Parenting While Undiagnosed
For a long time, I lived in survival mode without even realizing it. I had been diagnosed with Lupus as a teenager, but over the last year, new symptoms popped up, fatigue that felt heavier than before, shortness of breath from everyday tasks, and dizziness I couldn’t explain. Still, I kept going. Because I had to.
Before I knew what was wrong, I blamed myself.
I thought I was just out of shape.
I felt guilty for needing more breaks than other parents.
I dismissed the signs because who has time to fall apart when you’re raising a child?
It wasn’t until I passed out at home in 2025 that things started to unravel, and finally, come together. I was diagnosed with Pulmonary Arterial Hypertension (PAH), and told my symptoms were part of a broader condition: Mixed Connective Tissue Disease (MCTD), not just Lupus.
Getting the right diagnosis changed everything. Not because it fixed my health overnight, but because it allowed me to stop pretending I was fine.
3 Things I’ve Learned as a Chronically Ill Parent
Chronic illness doesn't pause for parenting, and parenting doesn't pause for chronic illness. Here's what I’ve learned navigating both at once:
1. My energy changes day to day — and I’ve had to parent through all of it.
Some days, I have the energy to do all of the things. Other days, it takes everything I have just to make it through bedtime. For a long time, I was hard on myself on the low-energy days, like I wasn’t doing enough, like I was letting everyone down. But I’ve learned to stop measuring my worth as a parent by what I do and start honoring how I show up.

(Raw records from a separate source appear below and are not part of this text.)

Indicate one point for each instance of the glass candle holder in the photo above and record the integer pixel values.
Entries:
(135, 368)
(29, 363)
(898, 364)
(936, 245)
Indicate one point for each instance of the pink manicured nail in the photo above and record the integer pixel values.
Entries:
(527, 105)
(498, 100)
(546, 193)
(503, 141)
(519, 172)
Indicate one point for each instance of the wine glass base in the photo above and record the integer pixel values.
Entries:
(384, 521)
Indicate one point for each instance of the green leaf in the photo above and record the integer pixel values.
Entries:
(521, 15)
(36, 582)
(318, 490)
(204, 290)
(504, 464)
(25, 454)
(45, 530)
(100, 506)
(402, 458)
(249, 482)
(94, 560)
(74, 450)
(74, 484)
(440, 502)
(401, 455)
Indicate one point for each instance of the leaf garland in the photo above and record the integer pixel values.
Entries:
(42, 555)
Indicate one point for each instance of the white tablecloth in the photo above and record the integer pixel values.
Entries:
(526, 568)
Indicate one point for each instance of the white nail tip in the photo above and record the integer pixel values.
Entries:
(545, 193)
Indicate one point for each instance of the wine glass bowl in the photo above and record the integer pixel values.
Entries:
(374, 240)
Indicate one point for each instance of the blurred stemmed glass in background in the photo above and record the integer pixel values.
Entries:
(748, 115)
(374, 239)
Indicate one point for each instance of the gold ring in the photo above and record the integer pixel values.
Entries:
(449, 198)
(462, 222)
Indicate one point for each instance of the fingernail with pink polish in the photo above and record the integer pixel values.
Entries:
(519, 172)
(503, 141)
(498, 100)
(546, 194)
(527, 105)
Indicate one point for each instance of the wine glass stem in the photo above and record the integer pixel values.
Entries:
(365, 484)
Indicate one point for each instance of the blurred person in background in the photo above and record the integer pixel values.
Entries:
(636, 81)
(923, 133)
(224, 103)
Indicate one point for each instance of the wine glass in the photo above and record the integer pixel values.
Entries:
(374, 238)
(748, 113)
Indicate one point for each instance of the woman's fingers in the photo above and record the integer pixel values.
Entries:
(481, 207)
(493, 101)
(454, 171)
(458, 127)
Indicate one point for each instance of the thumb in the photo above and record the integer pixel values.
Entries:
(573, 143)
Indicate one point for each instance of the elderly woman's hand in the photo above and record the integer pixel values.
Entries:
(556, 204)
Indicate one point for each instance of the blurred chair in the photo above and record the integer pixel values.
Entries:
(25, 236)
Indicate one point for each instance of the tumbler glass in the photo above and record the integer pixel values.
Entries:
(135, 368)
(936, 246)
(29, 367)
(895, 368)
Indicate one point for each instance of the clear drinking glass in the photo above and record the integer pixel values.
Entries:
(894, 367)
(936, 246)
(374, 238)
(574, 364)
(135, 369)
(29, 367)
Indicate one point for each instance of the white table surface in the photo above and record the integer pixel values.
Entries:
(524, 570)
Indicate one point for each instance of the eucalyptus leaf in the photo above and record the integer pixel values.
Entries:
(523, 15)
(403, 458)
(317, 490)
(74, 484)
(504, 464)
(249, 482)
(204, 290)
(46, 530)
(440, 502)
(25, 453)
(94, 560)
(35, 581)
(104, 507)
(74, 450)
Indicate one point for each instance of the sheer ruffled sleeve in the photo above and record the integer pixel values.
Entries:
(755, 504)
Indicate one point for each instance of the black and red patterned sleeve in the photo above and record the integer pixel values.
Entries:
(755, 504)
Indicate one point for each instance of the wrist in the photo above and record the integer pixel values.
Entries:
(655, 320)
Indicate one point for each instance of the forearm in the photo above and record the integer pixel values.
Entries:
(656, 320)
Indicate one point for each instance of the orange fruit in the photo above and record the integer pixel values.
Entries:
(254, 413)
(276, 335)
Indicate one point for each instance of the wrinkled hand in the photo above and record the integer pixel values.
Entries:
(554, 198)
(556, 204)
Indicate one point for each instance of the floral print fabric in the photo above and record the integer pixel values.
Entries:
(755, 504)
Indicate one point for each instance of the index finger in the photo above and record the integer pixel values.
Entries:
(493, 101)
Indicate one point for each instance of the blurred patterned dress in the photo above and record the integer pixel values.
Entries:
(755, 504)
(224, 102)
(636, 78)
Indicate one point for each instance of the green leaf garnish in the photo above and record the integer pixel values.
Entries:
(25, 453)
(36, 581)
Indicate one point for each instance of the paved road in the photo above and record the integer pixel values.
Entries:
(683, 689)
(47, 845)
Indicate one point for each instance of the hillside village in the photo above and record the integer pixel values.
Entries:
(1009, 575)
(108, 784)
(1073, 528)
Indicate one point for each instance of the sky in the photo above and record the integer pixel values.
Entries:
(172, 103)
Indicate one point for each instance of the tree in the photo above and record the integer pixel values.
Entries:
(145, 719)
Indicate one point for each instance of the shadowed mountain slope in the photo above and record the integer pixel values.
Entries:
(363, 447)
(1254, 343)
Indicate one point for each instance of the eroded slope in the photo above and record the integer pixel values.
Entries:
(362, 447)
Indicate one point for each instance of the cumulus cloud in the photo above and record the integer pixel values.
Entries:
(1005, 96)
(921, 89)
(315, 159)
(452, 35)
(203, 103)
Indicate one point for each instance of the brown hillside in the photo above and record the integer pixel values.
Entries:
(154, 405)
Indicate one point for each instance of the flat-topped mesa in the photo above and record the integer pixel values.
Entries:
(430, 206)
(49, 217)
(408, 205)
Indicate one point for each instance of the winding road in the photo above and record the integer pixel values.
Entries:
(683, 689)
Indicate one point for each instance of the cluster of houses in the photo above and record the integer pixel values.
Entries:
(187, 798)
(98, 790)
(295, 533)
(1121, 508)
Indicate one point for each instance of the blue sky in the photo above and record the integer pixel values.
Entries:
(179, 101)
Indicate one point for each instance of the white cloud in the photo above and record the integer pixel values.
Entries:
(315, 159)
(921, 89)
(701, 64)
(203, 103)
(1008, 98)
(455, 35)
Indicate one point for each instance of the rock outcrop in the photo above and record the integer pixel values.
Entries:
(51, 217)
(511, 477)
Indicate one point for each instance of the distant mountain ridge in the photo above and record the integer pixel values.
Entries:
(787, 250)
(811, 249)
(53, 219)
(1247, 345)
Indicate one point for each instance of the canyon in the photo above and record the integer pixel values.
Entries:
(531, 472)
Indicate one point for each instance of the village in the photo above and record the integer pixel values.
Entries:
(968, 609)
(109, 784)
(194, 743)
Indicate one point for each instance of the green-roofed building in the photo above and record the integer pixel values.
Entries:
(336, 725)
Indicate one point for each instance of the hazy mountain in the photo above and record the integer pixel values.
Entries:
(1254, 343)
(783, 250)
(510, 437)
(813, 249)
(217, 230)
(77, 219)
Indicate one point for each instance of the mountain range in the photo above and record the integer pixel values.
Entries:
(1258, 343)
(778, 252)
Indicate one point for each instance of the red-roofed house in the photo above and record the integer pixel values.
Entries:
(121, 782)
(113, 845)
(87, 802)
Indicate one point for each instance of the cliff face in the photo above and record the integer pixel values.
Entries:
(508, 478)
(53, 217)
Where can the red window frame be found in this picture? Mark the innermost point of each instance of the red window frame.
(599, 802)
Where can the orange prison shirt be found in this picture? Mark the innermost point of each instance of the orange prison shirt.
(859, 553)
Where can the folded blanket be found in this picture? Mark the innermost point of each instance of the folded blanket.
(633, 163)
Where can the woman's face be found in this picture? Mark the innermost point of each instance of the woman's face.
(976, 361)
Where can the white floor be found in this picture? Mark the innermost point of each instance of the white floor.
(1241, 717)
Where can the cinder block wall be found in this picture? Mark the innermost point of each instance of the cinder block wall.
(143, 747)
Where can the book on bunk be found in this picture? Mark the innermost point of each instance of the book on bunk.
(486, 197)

2. Rest is not a reward. It’s required.
Rest used to feel like something I had to earn. Now it’s something I plan for, prioritize, and protect. Sometimes that means saying no to things other moms can say yes to, but that’s okay. My energy is precious.
3. Kids notice care, not perfection.
My kids know I take medicine every day. They know I might need to sit down and take a break during long outings. They don’t question it; they just move with it. What I’ve learned is that children don’t need you to be invincible; they just need to feel safe, loved, and understood. The way I care for myself in front of them is part of how I care for them, too.
For Parents Still Waiting on a Diagnosis
Living with symptoms but without answers can feel isolating and frustrating, especially when you’re trying to parent through it. Did you know that the average time between symptom onset and detection of PH is over 2 years?
If you’re still navigating the uncertainty of an undiagnosed or misdiagnosed illness, here are a few things that helped me keep going:
Track what you’re experiencing. Keep notes on your symptoms, patterns, and triggers. This helps you communicate clearly with doctors and advocate for yourself.
What changes or flare-ups have you noticed recently?
Build a support network. Whether online groups, friends, family, or platforms like CMI, find people who understand or want to understand your experience.
Who can you reach out to today for emotional or practical support?
Celebrate your parenting wins — big or small. Even on the toughest days, you’re showing up. Sometimes, survival is the biggest success.
What’s one thing you did recently that made you proud?
Remember: Your parenting journey is valid — diagnosis or not.